1. Introduction
There are approximately 19.3 million new cancer cases diagnosed worldwide every year. Gastric cancer is the cancer with the fifth highest incidence and the fourth highest mortality, and about two-thirds of all cases are found in East Asia and Southeast Asia [
1,
2]. Achieving precision medicine for gastric cancer will hinge on the viability of big data analytics and AI models rooted in gastric cancer clinical data. While AI is widely used in biomedical science [
3,
4], medical data analysis models based on other diseases or algorithms adaptive for other conditions are ineffective in the field of tumors, which hinders the practical benefits of tumor clinical analytics. This is due to the fact that the granularity of clinical records is different in various diseases [
5]. Tumor histopathological data as well as molecular and genetic data represent pivotal features with high information density and clinical value [
6,
7]. However, these two types of data are generally not involved in other diseases. Histopathological information mainly includes clinical descriptions, including imaging results, tumor site, tumor stage, differentiation, cellular composition, pathological type, and final diagnosis. Molecular data comprise marker expressions, genetic mutations, genomic features, and molecular classifications. Through pathological examination and molecular detection, in combination with other clinical data, tumor and tumor microenvironment characteristics can be comprehensively described and an exact diagnosis can be made, all of which underpin clinical decision-making. Moreover, precision medicine claims to be able to provide personalized therapy for every patient, fueled by clinical genetic testing because of the advances in cancer molecular genetics and genomics [
8].
Even now, cancer continues to pose a great threat to human health. Inter-patient heterogeneity represents a great obstacle to cancer therapy. Conceivably, as cases of cancer are an enormous group, there are always some patients who are similar, and such historically similar patients may shed light on treatments for future patients. However, determining how to define and evaluate patient similarity remains controversial [
9,
10]. Patient similarity calculation, which assesses the similarity between patients by mathematically calculating data on the multi-modal heterogeneity metrics of patients, seems to be a solution. In general, the first step in patient similarity calculation is determining a multi-modal data processing and integration strategy. The second step is to define a similarity metric to calculate the distance or similarity score among patients in a systematic and consistent manner. The third step is to establish a patient similarity network (PSN) and carry out cluster analysis and clinical feature analysis in the PSN system. Finally, for patients to be evaluated, they would be embedded in the PSN and the group of patients most similar to the patient of interest would be defined based on the patient’s similarity score [
11].
There have been some explorations into patient similarity calculations in human diseases [
9,
12]. They have generally used patient demographic information, diagnosis, treatment, prescription drugs, laboratory test data, and physiological monitoring data extracted from electronic medical records (EMRs). At present, some patient similarity calculations only use numerical variables as parameters to calculate Euclidean distance.
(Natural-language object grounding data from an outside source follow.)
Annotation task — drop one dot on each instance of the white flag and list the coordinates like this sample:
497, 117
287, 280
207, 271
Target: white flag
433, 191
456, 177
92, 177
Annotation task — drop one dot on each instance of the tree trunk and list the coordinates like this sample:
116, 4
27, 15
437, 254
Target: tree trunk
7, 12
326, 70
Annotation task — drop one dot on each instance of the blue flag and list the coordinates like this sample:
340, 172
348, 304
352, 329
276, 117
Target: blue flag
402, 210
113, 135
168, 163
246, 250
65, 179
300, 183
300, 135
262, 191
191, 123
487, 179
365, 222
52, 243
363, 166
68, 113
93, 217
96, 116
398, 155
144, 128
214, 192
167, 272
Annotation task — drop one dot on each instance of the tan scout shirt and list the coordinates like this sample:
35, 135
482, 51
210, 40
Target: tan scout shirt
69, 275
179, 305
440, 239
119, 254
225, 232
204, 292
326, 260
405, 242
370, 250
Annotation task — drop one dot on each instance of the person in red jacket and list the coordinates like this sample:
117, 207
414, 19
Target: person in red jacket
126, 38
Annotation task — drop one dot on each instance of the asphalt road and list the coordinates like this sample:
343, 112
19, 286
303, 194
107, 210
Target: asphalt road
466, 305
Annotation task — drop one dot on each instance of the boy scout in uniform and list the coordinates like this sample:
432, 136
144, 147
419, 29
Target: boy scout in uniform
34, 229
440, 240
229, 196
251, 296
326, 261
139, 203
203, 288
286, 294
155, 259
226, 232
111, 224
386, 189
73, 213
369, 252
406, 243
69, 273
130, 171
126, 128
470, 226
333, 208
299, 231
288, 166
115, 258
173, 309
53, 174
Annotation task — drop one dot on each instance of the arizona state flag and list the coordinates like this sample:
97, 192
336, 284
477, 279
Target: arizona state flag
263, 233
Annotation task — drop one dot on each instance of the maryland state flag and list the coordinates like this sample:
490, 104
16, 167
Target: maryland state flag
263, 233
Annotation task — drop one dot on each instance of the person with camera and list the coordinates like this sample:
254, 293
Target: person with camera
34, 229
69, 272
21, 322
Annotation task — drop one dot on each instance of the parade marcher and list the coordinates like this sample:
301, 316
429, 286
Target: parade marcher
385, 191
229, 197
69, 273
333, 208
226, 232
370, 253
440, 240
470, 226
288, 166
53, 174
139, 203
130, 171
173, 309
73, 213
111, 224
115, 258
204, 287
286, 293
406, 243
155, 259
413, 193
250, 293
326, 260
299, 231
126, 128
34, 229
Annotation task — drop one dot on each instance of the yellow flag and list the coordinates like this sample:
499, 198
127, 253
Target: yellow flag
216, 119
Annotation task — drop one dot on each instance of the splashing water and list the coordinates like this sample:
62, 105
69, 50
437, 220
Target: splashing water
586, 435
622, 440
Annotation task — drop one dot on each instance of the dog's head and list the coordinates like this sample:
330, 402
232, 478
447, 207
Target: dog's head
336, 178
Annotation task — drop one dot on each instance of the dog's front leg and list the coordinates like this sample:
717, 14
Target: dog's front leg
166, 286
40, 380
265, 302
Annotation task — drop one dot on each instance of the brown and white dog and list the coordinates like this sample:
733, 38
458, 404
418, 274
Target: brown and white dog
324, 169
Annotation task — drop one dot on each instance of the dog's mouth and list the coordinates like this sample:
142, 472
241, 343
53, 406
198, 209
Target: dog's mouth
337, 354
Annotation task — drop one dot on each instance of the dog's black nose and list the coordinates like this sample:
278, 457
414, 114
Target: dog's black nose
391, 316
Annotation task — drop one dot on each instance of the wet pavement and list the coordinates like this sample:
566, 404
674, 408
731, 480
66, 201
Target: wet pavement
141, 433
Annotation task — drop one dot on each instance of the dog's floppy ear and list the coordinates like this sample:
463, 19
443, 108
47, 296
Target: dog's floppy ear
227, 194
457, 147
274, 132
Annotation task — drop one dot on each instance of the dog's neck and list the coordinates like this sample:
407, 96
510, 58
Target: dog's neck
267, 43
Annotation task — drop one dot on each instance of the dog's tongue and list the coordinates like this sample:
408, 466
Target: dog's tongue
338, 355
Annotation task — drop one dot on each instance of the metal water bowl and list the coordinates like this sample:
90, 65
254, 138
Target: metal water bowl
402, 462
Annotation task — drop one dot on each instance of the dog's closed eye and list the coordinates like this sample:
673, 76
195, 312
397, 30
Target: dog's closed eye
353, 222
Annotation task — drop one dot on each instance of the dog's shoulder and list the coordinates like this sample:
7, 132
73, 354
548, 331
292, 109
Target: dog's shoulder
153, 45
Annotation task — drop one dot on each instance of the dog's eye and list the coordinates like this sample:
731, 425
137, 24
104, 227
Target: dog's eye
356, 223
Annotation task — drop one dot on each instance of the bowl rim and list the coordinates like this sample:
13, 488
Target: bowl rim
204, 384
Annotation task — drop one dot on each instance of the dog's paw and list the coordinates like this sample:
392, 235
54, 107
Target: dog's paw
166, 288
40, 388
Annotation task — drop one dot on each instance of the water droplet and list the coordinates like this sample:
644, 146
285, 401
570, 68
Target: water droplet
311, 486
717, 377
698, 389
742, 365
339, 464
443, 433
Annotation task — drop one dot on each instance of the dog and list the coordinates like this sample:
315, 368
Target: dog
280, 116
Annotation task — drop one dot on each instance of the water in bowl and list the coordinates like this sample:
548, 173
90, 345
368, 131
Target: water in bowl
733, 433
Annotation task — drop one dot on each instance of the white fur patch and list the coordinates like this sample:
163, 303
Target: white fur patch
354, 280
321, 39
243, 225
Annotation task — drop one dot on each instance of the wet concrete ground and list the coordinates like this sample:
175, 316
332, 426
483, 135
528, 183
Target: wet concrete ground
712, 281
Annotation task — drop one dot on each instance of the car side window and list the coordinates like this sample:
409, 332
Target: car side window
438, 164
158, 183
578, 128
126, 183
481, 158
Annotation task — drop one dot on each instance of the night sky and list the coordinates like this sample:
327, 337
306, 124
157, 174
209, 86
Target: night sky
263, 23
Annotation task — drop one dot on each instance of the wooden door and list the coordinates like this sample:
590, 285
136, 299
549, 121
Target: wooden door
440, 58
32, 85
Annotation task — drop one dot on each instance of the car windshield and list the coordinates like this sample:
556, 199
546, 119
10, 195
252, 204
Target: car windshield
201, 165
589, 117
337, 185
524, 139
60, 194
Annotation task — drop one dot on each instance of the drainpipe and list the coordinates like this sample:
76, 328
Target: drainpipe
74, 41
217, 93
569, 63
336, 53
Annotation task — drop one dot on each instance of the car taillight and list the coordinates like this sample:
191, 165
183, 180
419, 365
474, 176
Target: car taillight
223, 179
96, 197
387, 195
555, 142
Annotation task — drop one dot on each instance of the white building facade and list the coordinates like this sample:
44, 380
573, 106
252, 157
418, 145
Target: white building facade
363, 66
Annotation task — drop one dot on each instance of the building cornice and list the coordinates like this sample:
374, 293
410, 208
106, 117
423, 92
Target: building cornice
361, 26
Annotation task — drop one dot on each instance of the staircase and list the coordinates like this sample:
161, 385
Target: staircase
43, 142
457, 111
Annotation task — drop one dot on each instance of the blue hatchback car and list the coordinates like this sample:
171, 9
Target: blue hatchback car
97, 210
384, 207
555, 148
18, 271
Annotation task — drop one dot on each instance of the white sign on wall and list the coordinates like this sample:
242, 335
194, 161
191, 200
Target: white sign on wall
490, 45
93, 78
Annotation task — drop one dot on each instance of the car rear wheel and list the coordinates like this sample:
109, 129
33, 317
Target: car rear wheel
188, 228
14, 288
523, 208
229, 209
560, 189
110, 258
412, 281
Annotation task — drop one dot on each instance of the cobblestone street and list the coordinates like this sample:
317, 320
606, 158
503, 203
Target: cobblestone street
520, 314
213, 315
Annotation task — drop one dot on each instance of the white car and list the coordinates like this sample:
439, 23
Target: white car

This strategy presumes all variables are continuous, which is not perfectly suitable for categorical variables [
13,
14,
15]. Some use the International Classification of Diseases (ICD) hierarchical coding to calculate the distance between the parent node and each child node for disease diagnoses and then evaluate the similarity [
16,
17], while some orchestrate medical record information into a medical knowledge graph and convert the medical entity relations into vector space, which can be used to calculate the Euclidean distance, Mahalanobis distance, or cosine similarity [
18,
19]. The method of encoding/embedding conversion has obvious defects as the information needs to be converted into other systems such as ICD coding and knowledge graphs, which are indirect calculations and bring various additional influencing factors, eventually affecting the accuracy of the results. The major drawback of patient similarity research is that it has struggled to incorporate diverse clinical data types into a unified model.
AI and deep learning have demonstrated usefulness in patient similarity analysis [
20,
21]. For example, disease characteristics are often mathematically represented as vectors or matrices, and neural networks are subsequently employed to learn similarities and cluster patients. However, models derived from neural networks are usually highly specialized [
22]. Most patient similarity models based on supervised or semi-supervised algorithms are dependent on pre-labeled training data and require the extraction of parameters and corresponding exact weights. Although such a model performs well on an experimental dataset, the generalizability is weak. Even for the same disease, transferring an algorithmic model is difficult when the data metrics are different. This is a drawback of the supervised method [
23]. Additionally, when defining and measuring patient similarity, data labeling is laborious and susceptible to subjective factors. In the era of biomedical big data [
24], knowledge and decisions are obtained based on population data but not on the clinician’s experience, so the labeling is disgusted. These two drawbacks have led to the diminished clinical application value of deep learning represented by supervised neural networks in patient similarity assessment. Maybe self-organizing map is a promising neural network.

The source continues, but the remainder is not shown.